The simple building materials here – kershef, or mud-plastered with rock salt – have remained unchanged for centuries. But the traditional techniques of construction were nearly lost forever before they were revived for the construction of Adrere Amellal. The results are spectacular.

 

Perched beside Lake Siwa, an immense, shimmering salt lake, the buildings are all but invisible from a distance, merging perfectly into the environment like an inverted mirage. Doors and furniture are made from olive wood, and electricity, which they have in town a few miles away, has been banned.

 

Geometric blocks of light, shade and architecture create stunning vistas and windows into the oasis. There’s real beauty in the simplicity and crudeness – think Kelly Hoppen meets the Flintstones – and an obsession with salt that borders on bonkers. There are salt tables, salt chairs, salt bedside tables and beds, windows, wall tiles, even an entire building.

Dr Mounir Neamatalla and his company, the Cairo-based Environmental Quality International, created the lodge as part of a bigger scheme to preserve both Siwan tradition and the fragile ecosystem. Since 1997, EQI has invested heavily in four local objectives: eco lodging, traditional artisanship, organic agriculture and renewable energy.

The initiatives are already having an impact. Most of the local population are smallholders who haven’t always found the best deals for their produce.

 

EQI champions the use of organic farming methods and pre-purchases their crops at a fair market price as well as providing micro-finance schemes. They’re currently experimenting with a bio-feeder to create a natural source of cooking gas and organic fertiliser, and have set up a large olive factory, built from the ubiquitous kershef.

 

But it’s their work with local women that deserves special mention. Women are all but invisible to outsiders in Siwa; they live in a strictly conservative society, even by Egyptian standards. Gradually EQI is encouraging their economic self-sufficiency and empowerment through a women’s artisanship initiative. You can buy their exquisite embroideries in the lodge.

 

I wanted to see the projects in action, but as a man’s presence would not have been acceptable, I went to see a shepherd and his flock instead, and inadvertently created a stampede by leaving the barn door open. Three dozen animals made a frantic bid for freedom in a hail of dust and grit, and the shepherd spent the next 10 minutes wiping tears from his face – tears of laughter.

 

Red-faced, I sought sanctuary in the simple luxury of a spring-fed Roman pool. There aren’t many hotels on the planet that can lay claim to one of these, let alone two. Extraordinary turquoise waters bubble up from the seemingly bottomless wells then trickle into a series of stone cisterns and on into the palm-shaded gardens. It was magical.
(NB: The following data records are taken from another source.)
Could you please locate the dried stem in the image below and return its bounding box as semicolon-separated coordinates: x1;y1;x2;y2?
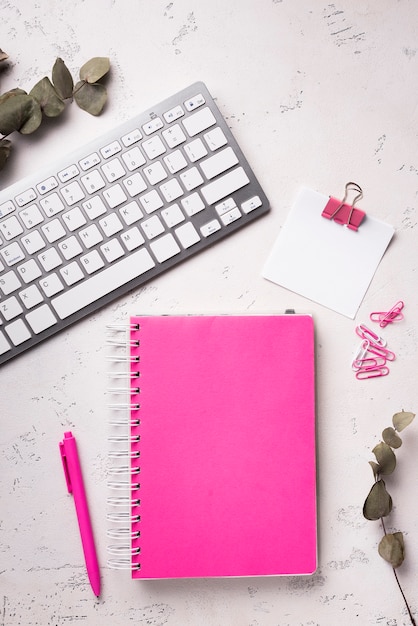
380;517;417;626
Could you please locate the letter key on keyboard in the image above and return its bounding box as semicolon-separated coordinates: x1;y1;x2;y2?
0;83;269;364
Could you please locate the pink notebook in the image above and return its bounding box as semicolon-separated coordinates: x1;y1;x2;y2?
109;314;317;579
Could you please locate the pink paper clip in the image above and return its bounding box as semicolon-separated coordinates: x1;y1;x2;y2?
370;300;405;328
353;356;386;371
369;343;396;361
356;366;389;380
322;183;366;230
356;324;386;347
351;339;370;371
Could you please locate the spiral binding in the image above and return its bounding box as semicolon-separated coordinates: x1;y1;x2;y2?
106;323;141;571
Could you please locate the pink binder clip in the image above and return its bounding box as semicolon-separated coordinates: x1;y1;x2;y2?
370;300;405;328
322;183;366;230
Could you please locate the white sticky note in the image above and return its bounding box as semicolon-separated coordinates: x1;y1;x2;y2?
262;188;395;319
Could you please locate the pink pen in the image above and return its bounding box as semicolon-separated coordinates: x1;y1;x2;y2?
59;432;100;597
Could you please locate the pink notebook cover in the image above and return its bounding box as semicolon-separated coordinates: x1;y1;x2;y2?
131;314;316;579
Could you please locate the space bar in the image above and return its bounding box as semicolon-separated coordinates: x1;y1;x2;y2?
51;248;155;320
So good, in fact, that Alexander the Great might have dipped his toe into one of these pools when he visited. Not that he’d come to chill out.

 

He had an oracle to consult. And incredibly, the temple that housed Siwa’s Oracle of Amun still exists, along with Cleopatra’s bath, another extraordinary Roman plunge pool; it’s that kind of place. Other royals have come, too – the Prince of Wales, for example.

You’d be right to guess from all this that a holiday here isn’t cheap.

 

The good news is that EQI has two other places to stay that are a fraction of the price and just as beautiful, if not quite as spacious and tranquil.

 

Shali Lodge and Albabenshal Heritage Hotel are both in the old part of Siwa town. Of the two, it was Albabenshal that entranced me. Its 11 rooms, connected through a network of alleys and terraces that overlook the centre of town, are built in the ruins of the Shali Fortress, a 13th-century citadel that remained all but impregnable until 1926. Then the unimaginable happened: three days of rain all but destroyed it.

 

At present, the long journey from Cairo is still a deterrent to those who don’t truly want to visit, but rumour has it that an airport is planned and the results could be catastrophic; this engaging culture and beautiful, magical oasis would be lost forever.